The British Columbia Supreme Court has cleared the way for the City of Victoria to proceed with a ban on plastic checkout bags. A bag ban bylaw takes effect July 1, 2018, but the city has said it won’t enforce it or impose fines until January 1, 2019.

The Canadian Plastic Bag Association had challenged the city’s authority to enact the bylaw. In a June 19, 2018 judgment, the British Columbia Supreme Court threw out all of the association’s arguments.

According to local media reports, the District of Squamish, emboldened by the decision, is preparing to move on its own local ban on plastic bags and straws.

The Victoria bylaw forbids handing out checkout bags without first asking customers if they need one. Bags supplied on request must be of paper or be reusable and must carry a charge of no less than 15 cents for paper bags, and one dollar for reusable bags. Plastic bags and free checkout bags are expressly forbidden.

The Canadian Plastic Bag Association argued that the bylaw was environmental regulation, which requires the approval of the province. The city contended that it was merely business regulation, fully within municipal jurisdiction.

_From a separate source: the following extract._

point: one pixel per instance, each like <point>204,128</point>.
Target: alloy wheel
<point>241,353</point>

In siding with the city, the court said that the bylaw only regulated the transaction between the merchant and the customer at the point of purchase. Any environmental impact of plastic bag use was the result of actions by the customer or others after the bag was provided. It had nothing to do with the transaction between the merchant and the customer. Therefore, it was business, not environmental, regulation.

The association contended that the impetus for the bylaw was lobbying by an environmental group, Surfrider Foundation, and that the bylaw found support through the municipal legislative process out of concern for the environment. However, the city also presented evidence that municipal council was concerned about the impact of plastic bags on municipal facilities and services.

As to whether the mandatory minimum charge for paper or reusable bags was a fee (permissible under municipal law) or a tax (not permissible), the court agreed that it was a fee, as no money would be remitted to the city.

Victoria says it is working closely with retailers and the community to raise awareness of the new bylaw. It has developed the Retail Toolkit for business owners and will be running a public awareness campaign through the summer 2018.